2048 Game AI | Noah Ripstein

The decision tree
AI designs
Markov decision process
The Problem with Bellman’s Equation
Results
- Results of Different Models
Discussion
Future directions
- Parameter optimization
- Dynamic policy switching

2048 is an online/mobile game which was originally released in 2014. The game begins with two randomly placed tiles, each having a value of either 2 or 4, randomly placed on a 4x4 grid. The player can move the tiles in four directions: up, down, left, or right. When a direction is chosen, all tiles on the grid slide as far as possible in that direction, merging with any adjacent tiles of the same value to form a new tile with double the value. The value of the new tile is added to the score. After the player’s turn, a new tile spawns in a random location; this new tile has a 90% chance of being a 2, and a 10% chance of being a 4. The game ends when the board is filled with tiles and the player has no legal moves. The goal of the game is to combine tiles until the 2048 tile is reached (although it is possible to continue playing after winning).
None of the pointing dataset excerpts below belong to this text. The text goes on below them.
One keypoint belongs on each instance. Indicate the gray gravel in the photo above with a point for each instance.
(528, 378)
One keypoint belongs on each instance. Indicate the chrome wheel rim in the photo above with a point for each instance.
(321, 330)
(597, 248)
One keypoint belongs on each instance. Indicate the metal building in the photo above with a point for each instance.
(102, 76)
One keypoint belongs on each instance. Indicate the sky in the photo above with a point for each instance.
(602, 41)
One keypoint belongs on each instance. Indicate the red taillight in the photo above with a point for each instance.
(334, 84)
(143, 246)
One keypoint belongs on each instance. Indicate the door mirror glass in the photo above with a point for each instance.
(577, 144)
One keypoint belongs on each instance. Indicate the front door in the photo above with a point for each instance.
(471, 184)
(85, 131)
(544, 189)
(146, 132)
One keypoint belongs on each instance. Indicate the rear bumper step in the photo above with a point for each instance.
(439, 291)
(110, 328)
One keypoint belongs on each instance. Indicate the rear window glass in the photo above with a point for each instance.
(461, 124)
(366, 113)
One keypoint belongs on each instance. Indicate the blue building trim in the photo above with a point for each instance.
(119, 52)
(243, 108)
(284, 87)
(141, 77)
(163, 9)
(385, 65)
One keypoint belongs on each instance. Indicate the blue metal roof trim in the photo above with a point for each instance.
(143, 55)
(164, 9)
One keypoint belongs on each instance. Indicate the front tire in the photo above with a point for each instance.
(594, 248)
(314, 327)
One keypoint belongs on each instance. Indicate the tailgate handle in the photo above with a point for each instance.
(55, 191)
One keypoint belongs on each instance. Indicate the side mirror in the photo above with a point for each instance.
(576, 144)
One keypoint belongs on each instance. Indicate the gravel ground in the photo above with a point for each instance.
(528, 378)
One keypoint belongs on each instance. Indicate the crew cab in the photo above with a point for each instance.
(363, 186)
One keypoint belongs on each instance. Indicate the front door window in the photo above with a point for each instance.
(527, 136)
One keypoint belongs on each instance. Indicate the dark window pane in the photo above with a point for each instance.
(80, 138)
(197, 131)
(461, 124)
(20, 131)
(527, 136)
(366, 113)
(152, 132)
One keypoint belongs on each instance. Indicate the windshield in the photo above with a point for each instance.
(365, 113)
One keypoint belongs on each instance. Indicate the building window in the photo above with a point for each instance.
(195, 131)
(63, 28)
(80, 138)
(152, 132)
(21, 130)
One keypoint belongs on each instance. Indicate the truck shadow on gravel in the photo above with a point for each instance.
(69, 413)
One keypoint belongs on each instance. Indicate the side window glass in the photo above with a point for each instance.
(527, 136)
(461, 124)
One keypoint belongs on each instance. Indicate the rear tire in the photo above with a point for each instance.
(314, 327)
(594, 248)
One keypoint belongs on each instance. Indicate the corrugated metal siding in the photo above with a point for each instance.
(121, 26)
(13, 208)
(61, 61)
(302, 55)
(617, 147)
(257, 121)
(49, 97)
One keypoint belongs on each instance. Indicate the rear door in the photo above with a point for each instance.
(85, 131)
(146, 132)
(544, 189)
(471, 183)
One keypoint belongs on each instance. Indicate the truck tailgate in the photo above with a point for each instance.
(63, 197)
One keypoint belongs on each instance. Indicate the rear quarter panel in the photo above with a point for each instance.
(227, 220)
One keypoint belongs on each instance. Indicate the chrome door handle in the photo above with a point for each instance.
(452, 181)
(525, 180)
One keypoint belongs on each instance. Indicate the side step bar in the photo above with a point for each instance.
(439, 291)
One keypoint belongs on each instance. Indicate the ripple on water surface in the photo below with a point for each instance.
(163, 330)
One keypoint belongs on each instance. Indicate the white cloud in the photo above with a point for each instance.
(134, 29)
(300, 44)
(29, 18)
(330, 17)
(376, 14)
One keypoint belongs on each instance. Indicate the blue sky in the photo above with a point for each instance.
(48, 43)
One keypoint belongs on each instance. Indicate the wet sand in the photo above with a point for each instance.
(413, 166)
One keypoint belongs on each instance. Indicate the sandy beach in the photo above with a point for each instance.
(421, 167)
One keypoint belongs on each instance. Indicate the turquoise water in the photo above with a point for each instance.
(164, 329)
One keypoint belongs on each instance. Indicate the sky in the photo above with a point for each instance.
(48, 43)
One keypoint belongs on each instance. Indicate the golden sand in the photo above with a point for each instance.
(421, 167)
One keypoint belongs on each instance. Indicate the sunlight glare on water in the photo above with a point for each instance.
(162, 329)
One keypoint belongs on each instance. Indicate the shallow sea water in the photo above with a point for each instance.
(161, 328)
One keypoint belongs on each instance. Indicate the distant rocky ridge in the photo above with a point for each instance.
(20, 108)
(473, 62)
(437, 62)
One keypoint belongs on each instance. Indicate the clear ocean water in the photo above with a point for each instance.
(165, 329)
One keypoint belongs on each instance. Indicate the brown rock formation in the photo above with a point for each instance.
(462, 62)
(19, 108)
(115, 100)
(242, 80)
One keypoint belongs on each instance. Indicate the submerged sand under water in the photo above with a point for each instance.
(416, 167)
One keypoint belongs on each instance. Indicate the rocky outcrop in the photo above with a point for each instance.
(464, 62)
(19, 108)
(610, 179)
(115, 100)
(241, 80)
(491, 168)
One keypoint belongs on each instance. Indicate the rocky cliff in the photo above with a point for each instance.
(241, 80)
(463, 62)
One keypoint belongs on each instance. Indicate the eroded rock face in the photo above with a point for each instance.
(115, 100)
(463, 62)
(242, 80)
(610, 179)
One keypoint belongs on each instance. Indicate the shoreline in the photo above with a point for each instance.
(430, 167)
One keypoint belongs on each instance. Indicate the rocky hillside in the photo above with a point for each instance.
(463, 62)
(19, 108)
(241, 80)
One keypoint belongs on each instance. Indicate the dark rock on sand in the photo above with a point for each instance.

I first implemented A Pure Monte Carlo Tree Search algorithm, and then improved performance by formalizing the game’s state tree as a Markov Decision Process. The final algorithm I designed achieves the 2048 tile 97% of the time and the 4096 tile 58% of the time.

Original Game

My Python Clone

Screenshots from original game and my implementation

The decision tree

Figure 1: Decision tree representing possible board states after each move

One of the challenges of creating an AI which plays 2048 is the sheer number of possible games. Figure 1 represents the possible board positions after the player makes only one move. If there are 8 free spaces on the board, for example, then there are 64 possible game states after the player’s move (assuming each of left, right, up and down are legal moves which do not combine any tiles). In general, there are 2(|S|)(m) + c possible states after the player’s move, where |S| is the number of legal moves, m is the number of empty spaces on the board after tiles have been combined from the player’s turn, and c is the number of tiles which get merged as a result of the player’s move.

AI designs

The initial algorithm I developed is a simple Pure Monte Carlo Tree Search (Algorithm 1). This algorithm takes the current game position and the desired number of simulations per direction ($n$) as inputs. It explores all legal next moves from the current position by simulating $n$ games for each potential move. Each of these simulated games is played by making random moves until the game is over. The scores from the end of these simulated games are then averaged to determine the quality of each move. The direction with the highest average score is selected:

\begin{equation} \text{Selected move} = argmax_{move}(PMTCS(move)) \end{equation}

This approach initiates from the green nodes in the game tree diagram (Fig. 1). From there, the algorithm proceeds through random exploration to reach the red child nodes, representing the spawning of a 2 or 4 tile in each possible location.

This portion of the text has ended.